La situation est sans doute pire à Londres. Une chasseuse de têtes rappelle le nombre croissant de quants juniors désormais en recherche d’emploi, suite aux réductions d’effectifs de plusieurs fonds quantitatifs comme Winton Capital Management l’an dernier (Winton est passé en 2019 de 296 à 230 employés, et aurait procédé à d’autres licenciements en novembre dernier). « C’est dur pour les juniors en ce moment, » dit-elle. « On recrute beaucoup plus de quants senior, gestionnaires de portefeuilles ou de leurs composantes. » C’est ainsi que Winton vient de débaucher John Ward de Green Park Research, où il était déjà gestionnaire de portefeuille.
Quant aux nouveaux recrutements dans un avenir proche, le fonds souverain des émirats - Abu Dhabi Investment Authority (ADIA) - semble bien être en phase ascendante après l’embauche en décembre dernier de Thomas Schmelzer. L’ancien responsable de la recherche quantitative chez Lobnek Wealth Management à Genève a rejoint l’ADIA au poste de Quantitative Reseach & Developement Lead.
Thomas Schmelzer est titulaire d’un doctorat en mathématiques et analyse numérique de l’Université d’Oxford. Les aspirants quants seraient sans doute bien inspirés de viser une qualification similaire : « le doctorat est le meilleur moyen pour vous consacrer à vos recherches sans dépendre d’une entreprise, » relève Ben Hodzic. « Ce sera un argument de poids pour vous vendre sur le marché. »
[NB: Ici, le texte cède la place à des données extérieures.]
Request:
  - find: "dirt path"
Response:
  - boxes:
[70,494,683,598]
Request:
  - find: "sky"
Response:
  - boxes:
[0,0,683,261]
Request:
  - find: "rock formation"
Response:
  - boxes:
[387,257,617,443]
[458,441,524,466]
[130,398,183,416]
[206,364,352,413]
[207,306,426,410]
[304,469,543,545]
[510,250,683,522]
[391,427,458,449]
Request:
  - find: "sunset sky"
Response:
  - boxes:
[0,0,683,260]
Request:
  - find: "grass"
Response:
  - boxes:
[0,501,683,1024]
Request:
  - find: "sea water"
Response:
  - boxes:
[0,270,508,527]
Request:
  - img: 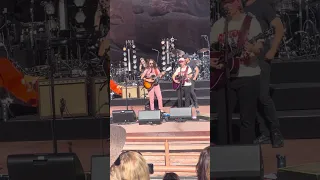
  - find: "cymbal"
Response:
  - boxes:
[171,49,186,56]
[198,48,209,53]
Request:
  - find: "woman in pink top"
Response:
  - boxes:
[141,59,163,112]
Et si vous n’avez ni le temps, ni l’argent, ni même l’envie de vous lancer dans un doctorat en finance quantitative ? Ben Hodzic conseille de vous tourner dans un premier temps vers des postes en données dans les fintech ou chez les fournisseurs de technologie. « Quand vous aurez travaillé sur différents projets en Data Analytics avec divers flux de données, un hedge fund verra au moins qu’il n’aura pas besoin de vous tenir la main s’il décide de vous embaucher. »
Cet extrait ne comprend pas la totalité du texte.